By Daniel Etchells

Sir Craig Reedie was speaking at the IRB World Rugby ConfEx ©Getty ImagesInternational Olympic Committee (IOC) vice-president Sir Craig Reedie has warned that Qatar must adhere to the Olympic Charter on things like labour rights if they are ever to be awarded the Games. 

Sir Craig admitted he expected Doha to bid again for the Olympic Games following the announcement yesterday that the city will host the 2019 International Association of Athletics Federations (IAAF) World Championships.

But it is a decision that has proved controversial because of concerns over how foreign workers involved in the construction of many of the facilities being built for the 2022 FIFA World Cup are being treated. 

Qatar is failing to tackle the abuse of migrant workers, a report from Amnesty International published earlier this week claimed.

More than 180 migrant workers died in Qatar last year and a significant number are believed to have suffered injuries as a result of unsafe working practices, it is claimed. 

"They would have to fit the Olympic Charter before they were awarded an Olympic Games," said Sir Craig following the IAAF's decision. 

The Qatari capital beat rivals Barcelona and Eugene to win the right to stage the IAAF's flagship event having lost out to London for the 2017 edition and failed to even make the shortlist for the 2016 and 2020 Olympic and Paralympic Games, awarded to Rio de Janeiro and Tokyo respectively.

Doha beat Barcelona and Eugene to be awarded the 2019 IAAF World Championships ©IAAF
Doha beat Barcelona and Eugene to be awarded the 2019 IAAF World Championships ©IAAF

A key new element of the successful bid has been the shifting of the event away from the traditional staging time of August to early October, when Doha 2019 officials insist temperatures will be lower than they are during the IAAF Diamond League meetings held in May.

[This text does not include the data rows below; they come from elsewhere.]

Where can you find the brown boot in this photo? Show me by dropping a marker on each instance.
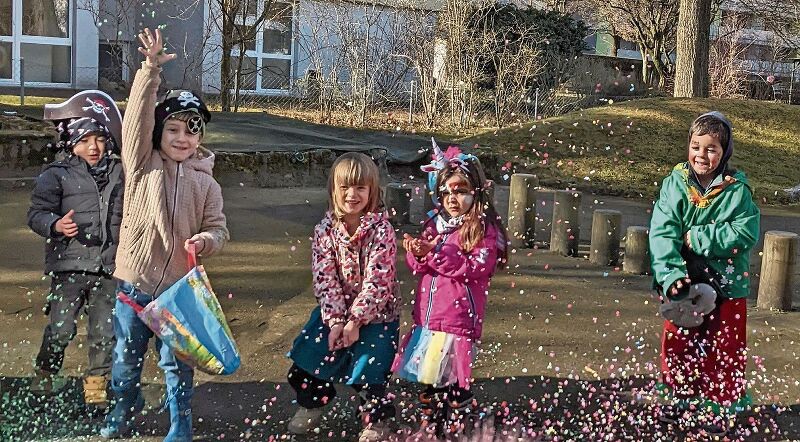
(94, 391)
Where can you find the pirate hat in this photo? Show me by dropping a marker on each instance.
(93, 104)
(181, 100)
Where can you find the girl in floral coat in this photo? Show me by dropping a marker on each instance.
(351, 337)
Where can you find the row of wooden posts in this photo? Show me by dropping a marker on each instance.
(778, 265)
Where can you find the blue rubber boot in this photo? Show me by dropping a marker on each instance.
(117, 424)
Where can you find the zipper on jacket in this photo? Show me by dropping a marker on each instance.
(178, 175)
(102, 224)
(472, 305)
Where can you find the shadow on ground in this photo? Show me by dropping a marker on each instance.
(531, 408)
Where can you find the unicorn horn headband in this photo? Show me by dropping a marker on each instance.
(452, 157)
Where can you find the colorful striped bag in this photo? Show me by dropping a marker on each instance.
(188, 318)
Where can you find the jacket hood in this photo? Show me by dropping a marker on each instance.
(74, 160)
(202, 161)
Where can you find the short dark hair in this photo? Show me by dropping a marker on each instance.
(711, 125)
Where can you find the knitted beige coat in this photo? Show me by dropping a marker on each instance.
(166, 202)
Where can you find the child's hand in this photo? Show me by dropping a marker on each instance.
(418, 246)
(198, 241)
(335, 337)
(66, 226)
(153, 48)
(350, 334)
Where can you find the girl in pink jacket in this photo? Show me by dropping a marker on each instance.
(454, 259)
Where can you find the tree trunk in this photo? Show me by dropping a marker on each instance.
(645, 66)
(691, 70)
(225, 67)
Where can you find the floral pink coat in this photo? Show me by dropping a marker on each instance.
(453, 284)
(355, 277)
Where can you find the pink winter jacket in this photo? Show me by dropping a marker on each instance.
(453, 285)
(355, 277)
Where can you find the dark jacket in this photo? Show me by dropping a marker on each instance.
(68, 184)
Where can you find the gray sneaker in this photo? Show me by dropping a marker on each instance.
(375, 432)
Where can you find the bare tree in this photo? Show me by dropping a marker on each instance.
(464, 57)
(652, 24)
(691, 69)
(727, 71)
(358, 54)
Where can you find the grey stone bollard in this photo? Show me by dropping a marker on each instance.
(604, 249)
(490, 189)
(777, 270)
(566, 228)
(398, 203)
(522, 210)
(637, 251)
(427, 205)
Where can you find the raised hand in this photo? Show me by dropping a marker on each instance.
(153, 48)
(66, 226)
(419, 247)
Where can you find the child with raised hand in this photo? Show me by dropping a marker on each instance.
(351, 337)
(171, 201)
(454, 259)
(77, 206)
(703, 227)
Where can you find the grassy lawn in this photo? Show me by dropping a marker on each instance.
(627, 148)
(619, 149)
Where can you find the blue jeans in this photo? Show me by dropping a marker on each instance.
(126, 372)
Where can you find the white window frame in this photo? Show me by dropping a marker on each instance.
(17, 39)
(259, 55)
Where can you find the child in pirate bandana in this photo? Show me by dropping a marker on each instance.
(172, 202)
(77, 206)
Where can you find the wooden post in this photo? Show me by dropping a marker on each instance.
(637, 251)
(522, 210)
(398, 203)
(605, 237)
(565, 230)
(491, 186)
(777, 270)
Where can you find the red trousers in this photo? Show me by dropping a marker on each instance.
(708, 361)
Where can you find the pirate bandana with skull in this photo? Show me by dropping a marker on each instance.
(184, 105)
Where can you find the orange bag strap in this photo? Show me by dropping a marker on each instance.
(130, 302)
(192, 256)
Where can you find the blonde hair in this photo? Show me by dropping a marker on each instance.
(354, 169)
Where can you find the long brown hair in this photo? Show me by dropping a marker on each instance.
(354, 169)
(481, 215)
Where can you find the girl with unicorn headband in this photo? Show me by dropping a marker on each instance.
(460, 247)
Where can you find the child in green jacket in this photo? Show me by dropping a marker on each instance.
(705, 217)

Sir Craig said Doha is "perfectly entitled" to bid for the Olympics on similar terms and leave the decision in the IOC's hands.

"Nobody should be under any illusions about their capacity to build the facilities that are necessary for sports events," he said. 

"It wouldn't surprise me if they decided to bid again for the Olympic Games - it's their right.

"I was certainly in favour the last time that, if they bid, they should be allowed to bid at dates that suited them rather than the traditional Olympic dates at the end of July, beginning of August, before the European football season and American football season.

"That window of opportunity in the Northern Hemisphere probably doesn't suit Doha."

Sir Craig was speaking after IOC President Thomas Bach had revealed the 40 proposals that make up Olympic Agenda 2020, the strategic roadmap for the future of the Olympic Movement, which will be discussed and voted on by the full IOC membership at the 127th IOC Session on December 8 and 9 in Monaco.

More flexibility in bidding, including joint bids from countries, and the opportunity for host cities to propose sports to feature in the Olympic Games, were among the main themes.